Bowmark Capital, the mid-market private equity firm, is backing the merger of Aston Scott with Lark Group to create one of the UK’s top 20 independent commercial insurance brokers and employee benefits practices. The transaction is subject to approval by the Financial Conduct Authority.

On a combined basis, the merged group will have around 600 staff placing more than £250 million worth of gross written premium from 18 offices across the UK.

Bowmark originally backed the management buy-out of Aston Scott in May 2015, supporting the company in pursuing a buy-and-build strategy to take advantage of the highly fragmented UK insurance broking market, which comprises more than 3,000 active regional brokers. The merged group will be well placed to continue this strategy, as well as delivering the broad product coverage and enhanced operational efficiency that underwriters are increasingly seeking.

The senior management and shareholders in both groups are fully committed to further developing the enlarged group and to providing new opportunities for staff. Both businesses have attained the Chartered Insurance Institute Corporate Chartered status and have long-established track records.

Peter Blanc, Aston Scott group chief executive, said: “Joining forces with Lark will create an incredibly strong presence in the UK insurance broking market.  Both management teams share a passion for the service and integrity that our markets demand.”

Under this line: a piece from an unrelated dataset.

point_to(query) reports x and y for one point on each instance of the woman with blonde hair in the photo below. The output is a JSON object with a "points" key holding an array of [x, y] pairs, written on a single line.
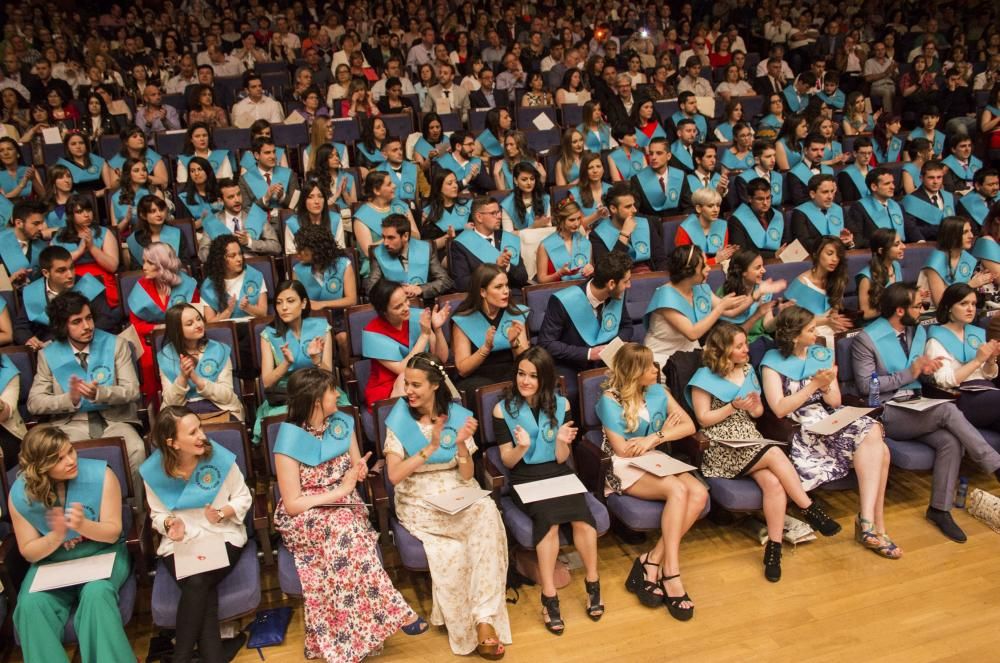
{"points": [[638, 415]]}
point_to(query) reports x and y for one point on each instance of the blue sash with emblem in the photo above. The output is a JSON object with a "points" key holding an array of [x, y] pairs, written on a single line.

Lark Group managing director, Stephen Lark, added: “There are so many opportunities in commercial insurance broking, private client broking and employee benefits that can be increased with scale. The merger of Aston Scott and Lark creates a compelling platform from which to realise those opportunities.”

Bowmark partner, David Torbet, commented: “Bringing Aston Scott and Lark together is a transformational deal which will create one of the leading independent broking groups in the UK. We are delighted to be working in partnership with the combined management team to deliver the next stage of growth.”